Positivity, preparation, and recognizing and acting on great opportunities is the real formula for getting your lucky break. As Seneca famously said, “Luck is what happens when preparation meets opportunity.” If you work hard to build the career you want, others may think you are just lucky, but you will know the truth — you have to be the one to ignite changes.

A favorite organization of mine is the nonprofit 80,000 Hours. They are a group dedicated to helping people find the best way to have a high social impact with their careers, and therefore a greater sense of fulfillment. Through hard data and research, 80,000 Hours has flagged five components they have found lead to the greatest satisfaction with work.

1. Work that engages you: The type of work that engages you may evolve, or it may stay the same for a lifetime. This doesn’t matter so long as you make it a priority to always be involved with something you find truly appealing. Engaging work is the most individual component and requires really knowing yourself.

2. Work that helps others: Helping others can be subjective, but as long as you believe you are accomplishing this in some way, it will make a difference in your level of job satisfaction.

3. Work you’re good at: It is necessary to feel as though you are using your strengths and talents in a field that compels you to continue to learn and grow.

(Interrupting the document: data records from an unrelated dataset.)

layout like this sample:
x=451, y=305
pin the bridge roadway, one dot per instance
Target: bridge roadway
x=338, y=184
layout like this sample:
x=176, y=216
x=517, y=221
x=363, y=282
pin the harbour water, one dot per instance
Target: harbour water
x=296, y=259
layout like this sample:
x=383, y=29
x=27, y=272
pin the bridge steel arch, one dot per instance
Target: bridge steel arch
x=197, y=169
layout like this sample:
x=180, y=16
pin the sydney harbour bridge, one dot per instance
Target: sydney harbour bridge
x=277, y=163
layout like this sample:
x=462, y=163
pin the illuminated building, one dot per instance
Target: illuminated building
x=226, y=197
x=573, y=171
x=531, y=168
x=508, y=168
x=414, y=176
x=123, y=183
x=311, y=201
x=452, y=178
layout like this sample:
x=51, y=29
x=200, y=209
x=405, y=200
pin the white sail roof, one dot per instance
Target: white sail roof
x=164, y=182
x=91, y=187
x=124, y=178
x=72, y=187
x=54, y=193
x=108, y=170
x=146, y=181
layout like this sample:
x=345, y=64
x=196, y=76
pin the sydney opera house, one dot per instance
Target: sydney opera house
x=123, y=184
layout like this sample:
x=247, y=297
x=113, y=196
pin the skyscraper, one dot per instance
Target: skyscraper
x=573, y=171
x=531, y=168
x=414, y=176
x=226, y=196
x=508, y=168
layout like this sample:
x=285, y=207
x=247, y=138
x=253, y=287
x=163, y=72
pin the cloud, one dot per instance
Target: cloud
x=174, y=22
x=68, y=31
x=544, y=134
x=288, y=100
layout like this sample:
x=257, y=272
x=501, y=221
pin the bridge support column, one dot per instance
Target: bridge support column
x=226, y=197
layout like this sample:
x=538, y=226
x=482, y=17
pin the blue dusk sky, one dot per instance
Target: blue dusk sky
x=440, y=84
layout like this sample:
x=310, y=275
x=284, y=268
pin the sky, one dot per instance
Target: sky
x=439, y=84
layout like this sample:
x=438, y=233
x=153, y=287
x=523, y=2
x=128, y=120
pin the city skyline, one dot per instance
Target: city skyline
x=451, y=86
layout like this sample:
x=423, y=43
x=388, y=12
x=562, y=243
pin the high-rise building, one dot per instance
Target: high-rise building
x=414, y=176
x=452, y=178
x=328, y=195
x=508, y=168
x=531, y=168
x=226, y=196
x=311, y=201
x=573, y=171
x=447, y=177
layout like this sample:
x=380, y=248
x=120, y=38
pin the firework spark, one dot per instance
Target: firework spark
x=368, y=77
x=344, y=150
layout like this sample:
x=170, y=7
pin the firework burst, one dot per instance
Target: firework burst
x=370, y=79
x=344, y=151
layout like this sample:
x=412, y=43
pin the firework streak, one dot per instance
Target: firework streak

Otherwise, it can lead to feelings of frustration or uselessness.

4. Working with people you like: You may like your colleagues for a wide variety of reasons — perhaps they are intelligent, fun, nurturing, ambitious. Your reasons for wanting to be around them don’t matter as long as you enjoy spending your time in their company.

5. Work that meets your basic needs: Basic requirements, such as an acceptable salary, decent hours, and reasonable commute, are important to feel your work is worthwhile.

All five of these criteria can be controlled to some degree by the decisions we make. Although change is always difficult, making the necessary adjustments is a challenge worth taking.

When I personally look back at my corporate career, components 3, 4, and 5 were intact, but the work was not consistently engaging and I didn’t feel as though I was really helping anyone. Despite some of the job satisfaction factors being present, the two that were most important to me were missing. This led to a career that ultimately felt unfulfilling and compelled my need for a change. On the other hand, many entrepreneurs may feel as though they have components 1 through 4 covered, but their self-employment at times is not meeting their basic needs. This too requires an adjustment, as one must still be able to pay rent and eat.

Although not fully exhaustive of everything a person may want out of a career, using a list like this will help highlight any underlying issues with your own employment. It’s interesting to weigh the various components for yourself, as they do not all carry the same value and importance for each individual. What they do, however, is call attention to key forces that actively control the trajectory of your professional life. If you take the reins and steer your own career, in the end you may feel as though you did get your lucky break after all.